The First Run

Bottom-Up, Top-Down

Now that our setup was complete and we could both SSH into the machine, it was time to explore. We’d already spent a good amount of time studying the fundamentals from the bottom up — following series like 3Blue1Brown’s Neural Network videos and Andrej Karpathy’s Zero to Hero playlist — but now it was finally time to see how things actually work in practice: how people run these models day to day, and how to hook into the existing ecosystem.

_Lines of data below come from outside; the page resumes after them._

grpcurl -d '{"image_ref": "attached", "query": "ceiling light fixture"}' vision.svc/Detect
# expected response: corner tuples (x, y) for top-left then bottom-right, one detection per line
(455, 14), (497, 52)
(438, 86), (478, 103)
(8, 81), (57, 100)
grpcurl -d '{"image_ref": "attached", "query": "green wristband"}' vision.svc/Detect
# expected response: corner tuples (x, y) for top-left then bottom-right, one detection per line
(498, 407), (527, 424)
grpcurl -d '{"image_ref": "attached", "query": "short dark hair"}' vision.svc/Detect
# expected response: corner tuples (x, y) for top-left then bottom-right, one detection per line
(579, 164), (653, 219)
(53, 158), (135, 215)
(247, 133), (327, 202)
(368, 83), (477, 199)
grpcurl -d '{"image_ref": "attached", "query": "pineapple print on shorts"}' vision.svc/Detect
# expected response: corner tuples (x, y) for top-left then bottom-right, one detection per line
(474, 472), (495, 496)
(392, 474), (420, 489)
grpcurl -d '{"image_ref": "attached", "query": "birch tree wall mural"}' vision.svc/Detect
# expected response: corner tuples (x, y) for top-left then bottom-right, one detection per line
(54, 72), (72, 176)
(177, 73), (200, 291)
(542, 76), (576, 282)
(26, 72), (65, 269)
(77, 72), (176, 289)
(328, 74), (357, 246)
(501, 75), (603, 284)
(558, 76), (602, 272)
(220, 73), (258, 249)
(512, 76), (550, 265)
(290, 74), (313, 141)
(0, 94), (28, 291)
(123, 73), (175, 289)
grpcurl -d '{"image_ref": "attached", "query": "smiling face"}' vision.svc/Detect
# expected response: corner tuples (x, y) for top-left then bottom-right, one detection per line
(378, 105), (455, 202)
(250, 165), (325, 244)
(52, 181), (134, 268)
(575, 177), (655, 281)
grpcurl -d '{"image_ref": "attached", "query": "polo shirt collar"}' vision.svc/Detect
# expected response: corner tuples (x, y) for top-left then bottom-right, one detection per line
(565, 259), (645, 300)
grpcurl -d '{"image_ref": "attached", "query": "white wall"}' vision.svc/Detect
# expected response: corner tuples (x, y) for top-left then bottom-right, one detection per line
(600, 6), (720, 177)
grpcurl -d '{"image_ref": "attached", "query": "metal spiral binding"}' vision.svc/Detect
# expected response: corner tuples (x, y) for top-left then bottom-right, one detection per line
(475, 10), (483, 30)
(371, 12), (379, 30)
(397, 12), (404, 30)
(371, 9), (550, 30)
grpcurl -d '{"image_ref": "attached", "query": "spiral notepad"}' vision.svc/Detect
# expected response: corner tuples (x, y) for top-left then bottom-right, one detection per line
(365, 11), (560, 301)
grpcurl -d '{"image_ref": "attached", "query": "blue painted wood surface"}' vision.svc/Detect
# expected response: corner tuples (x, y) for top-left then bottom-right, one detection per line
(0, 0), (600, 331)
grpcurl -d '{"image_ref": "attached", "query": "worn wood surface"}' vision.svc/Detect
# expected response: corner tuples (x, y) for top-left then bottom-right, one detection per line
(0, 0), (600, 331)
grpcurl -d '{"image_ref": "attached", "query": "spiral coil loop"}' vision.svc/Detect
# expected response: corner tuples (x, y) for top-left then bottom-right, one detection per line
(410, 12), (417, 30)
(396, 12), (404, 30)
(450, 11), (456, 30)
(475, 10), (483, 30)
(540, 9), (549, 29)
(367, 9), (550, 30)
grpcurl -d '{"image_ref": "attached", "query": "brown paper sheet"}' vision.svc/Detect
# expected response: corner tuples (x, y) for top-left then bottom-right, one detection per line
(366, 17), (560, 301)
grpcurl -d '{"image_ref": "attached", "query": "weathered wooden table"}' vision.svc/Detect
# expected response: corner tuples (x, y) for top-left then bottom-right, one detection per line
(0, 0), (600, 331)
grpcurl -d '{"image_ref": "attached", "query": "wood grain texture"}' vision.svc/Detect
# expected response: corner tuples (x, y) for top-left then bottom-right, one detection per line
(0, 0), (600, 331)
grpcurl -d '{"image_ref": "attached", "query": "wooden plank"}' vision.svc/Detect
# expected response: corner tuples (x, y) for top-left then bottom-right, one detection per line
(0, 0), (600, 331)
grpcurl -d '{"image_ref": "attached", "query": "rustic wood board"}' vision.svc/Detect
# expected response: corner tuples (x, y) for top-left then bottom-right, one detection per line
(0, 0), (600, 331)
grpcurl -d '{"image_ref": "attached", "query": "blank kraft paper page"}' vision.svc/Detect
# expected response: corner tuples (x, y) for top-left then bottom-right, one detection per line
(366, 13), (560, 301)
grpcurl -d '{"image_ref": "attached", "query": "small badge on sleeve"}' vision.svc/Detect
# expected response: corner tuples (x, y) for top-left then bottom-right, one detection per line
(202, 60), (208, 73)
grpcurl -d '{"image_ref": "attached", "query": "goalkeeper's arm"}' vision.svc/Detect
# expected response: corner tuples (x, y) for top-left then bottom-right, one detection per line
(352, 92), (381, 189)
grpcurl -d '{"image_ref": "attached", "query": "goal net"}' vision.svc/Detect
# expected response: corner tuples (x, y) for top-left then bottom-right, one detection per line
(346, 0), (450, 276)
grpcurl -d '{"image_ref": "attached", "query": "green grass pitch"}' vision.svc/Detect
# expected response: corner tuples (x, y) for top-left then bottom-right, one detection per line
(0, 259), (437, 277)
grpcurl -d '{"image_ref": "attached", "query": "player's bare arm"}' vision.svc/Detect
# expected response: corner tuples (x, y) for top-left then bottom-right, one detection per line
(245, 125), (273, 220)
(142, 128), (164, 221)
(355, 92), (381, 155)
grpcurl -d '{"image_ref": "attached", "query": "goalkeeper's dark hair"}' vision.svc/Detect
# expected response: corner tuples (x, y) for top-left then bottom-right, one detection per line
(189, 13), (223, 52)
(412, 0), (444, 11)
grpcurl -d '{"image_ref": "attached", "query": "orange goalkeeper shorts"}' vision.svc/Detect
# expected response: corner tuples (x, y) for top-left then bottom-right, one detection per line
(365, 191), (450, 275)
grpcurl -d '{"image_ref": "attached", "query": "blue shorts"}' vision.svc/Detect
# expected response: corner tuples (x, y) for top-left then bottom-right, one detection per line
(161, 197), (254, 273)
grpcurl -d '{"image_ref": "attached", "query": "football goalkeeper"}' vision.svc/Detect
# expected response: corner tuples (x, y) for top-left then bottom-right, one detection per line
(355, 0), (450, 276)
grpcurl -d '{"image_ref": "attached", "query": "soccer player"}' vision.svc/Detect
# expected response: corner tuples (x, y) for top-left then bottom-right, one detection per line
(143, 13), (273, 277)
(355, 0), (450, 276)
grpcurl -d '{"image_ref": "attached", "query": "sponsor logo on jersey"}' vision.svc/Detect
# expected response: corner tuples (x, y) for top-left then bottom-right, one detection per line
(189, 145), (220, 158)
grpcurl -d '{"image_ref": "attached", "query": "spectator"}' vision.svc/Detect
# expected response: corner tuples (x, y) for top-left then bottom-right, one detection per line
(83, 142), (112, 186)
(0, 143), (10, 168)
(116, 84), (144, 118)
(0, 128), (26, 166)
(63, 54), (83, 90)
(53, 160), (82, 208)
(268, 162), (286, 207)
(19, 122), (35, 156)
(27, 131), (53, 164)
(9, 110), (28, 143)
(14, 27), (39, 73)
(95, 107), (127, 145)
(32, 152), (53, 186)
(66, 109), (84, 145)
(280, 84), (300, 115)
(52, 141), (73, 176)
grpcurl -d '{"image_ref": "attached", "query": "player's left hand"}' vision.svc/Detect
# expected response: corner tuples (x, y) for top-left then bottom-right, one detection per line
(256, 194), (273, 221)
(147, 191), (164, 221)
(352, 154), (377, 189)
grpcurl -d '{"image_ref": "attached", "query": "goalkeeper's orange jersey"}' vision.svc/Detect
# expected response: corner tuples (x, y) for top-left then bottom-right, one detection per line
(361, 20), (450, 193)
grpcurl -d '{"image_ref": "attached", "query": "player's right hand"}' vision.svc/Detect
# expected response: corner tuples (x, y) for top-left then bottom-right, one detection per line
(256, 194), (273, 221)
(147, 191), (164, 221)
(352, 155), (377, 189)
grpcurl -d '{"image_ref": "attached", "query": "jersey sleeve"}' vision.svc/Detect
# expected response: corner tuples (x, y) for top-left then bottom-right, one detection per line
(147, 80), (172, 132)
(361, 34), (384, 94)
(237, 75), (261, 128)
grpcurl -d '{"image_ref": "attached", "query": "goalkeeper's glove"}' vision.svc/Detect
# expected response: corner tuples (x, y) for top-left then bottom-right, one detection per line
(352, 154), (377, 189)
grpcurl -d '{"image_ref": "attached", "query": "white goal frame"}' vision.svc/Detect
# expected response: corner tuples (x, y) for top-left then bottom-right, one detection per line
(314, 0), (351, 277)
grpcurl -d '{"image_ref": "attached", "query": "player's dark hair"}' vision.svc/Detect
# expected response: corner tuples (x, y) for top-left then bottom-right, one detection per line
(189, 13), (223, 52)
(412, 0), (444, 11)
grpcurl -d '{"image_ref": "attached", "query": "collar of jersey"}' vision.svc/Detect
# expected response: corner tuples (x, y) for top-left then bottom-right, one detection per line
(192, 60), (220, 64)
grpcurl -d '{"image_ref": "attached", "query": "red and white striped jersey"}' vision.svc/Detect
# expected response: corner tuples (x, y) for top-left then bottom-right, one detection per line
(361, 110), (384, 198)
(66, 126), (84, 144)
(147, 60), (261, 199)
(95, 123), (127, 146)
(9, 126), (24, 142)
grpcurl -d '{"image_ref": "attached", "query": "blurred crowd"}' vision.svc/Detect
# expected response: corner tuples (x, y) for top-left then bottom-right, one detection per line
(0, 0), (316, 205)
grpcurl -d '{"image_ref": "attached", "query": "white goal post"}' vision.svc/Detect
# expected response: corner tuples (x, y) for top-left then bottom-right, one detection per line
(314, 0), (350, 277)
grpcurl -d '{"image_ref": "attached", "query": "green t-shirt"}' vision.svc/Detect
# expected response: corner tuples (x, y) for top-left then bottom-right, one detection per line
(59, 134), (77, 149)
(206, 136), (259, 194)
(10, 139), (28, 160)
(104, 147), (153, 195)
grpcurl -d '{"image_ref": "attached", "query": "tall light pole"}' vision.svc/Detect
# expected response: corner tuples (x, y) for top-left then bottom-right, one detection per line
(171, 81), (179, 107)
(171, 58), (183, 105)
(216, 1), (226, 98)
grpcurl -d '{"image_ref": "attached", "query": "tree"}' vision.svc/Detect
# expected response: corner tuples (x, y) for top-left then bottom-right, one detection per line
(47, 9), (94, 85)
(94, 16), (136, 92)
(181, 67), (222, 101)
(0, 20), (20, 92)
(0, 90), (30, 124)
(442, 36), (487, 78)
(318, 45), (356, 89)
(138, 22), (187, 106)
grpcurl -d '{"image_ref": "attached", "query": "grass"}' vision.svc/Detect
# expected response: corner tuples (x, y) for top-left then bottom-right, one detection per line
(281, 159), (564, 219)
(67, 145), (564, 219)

At the core of all this are the weights and the runners. The weights are the trained parameters — the compressed representation of everything the model has learned. The runner is the engine that handles the inference — the actual process of creating the output. It turned out that the two main runners worth caring about are Llama.cpp and vLLM. Both serve the same purpose — running large language models locally — but take very different approaches.

Llama.cpp is great when you’re working with limited hardware, like a laptop or mid-range GPU. It uses a variety of low-level tricks to squeeze performance out of constrained setups. The outputs are usually shorter, less detailed, and sometimes lose a bit of coherence on longer reasoning tasks.

vLLM, on the other hand, really shines when you have heavier hardware. Most importantly for us, it supports Mixture-of-Experts (MoE) models — architectures where only a subset of specialized “expert” networks activate for each query instead of the entire model firing at once. This selective activation drastically reduces computation and memory load, making it possible to run massive models like GPT-OSS-120B even on a single GPU — which is exactly why we chose vLLM as our main runner.

Even though the RTX 5090 isn’t a data-center-grade GPU, it’s powerful enough to make vLLM viable — a middle ground between research-scale hardware and real-world accessibility.

Lots of Options

Our main goal was to find a model that actually made use of our hardware, produced solid answers across different use cases, and didn’t choke on longer prompts. It didn’t have to be lightning fast, just usable — something that could serve as a reliable foundation for both experiments and creative work.

We also wanted a model that wasn’t overly constrained — one that could answer directly, without excessive hedging, moralizing, or built-in ego tampering. Something that could be guided toward genuine objectivity through fine-tuning if needed, rather than constantly fighting overly cautious built-in guardrails.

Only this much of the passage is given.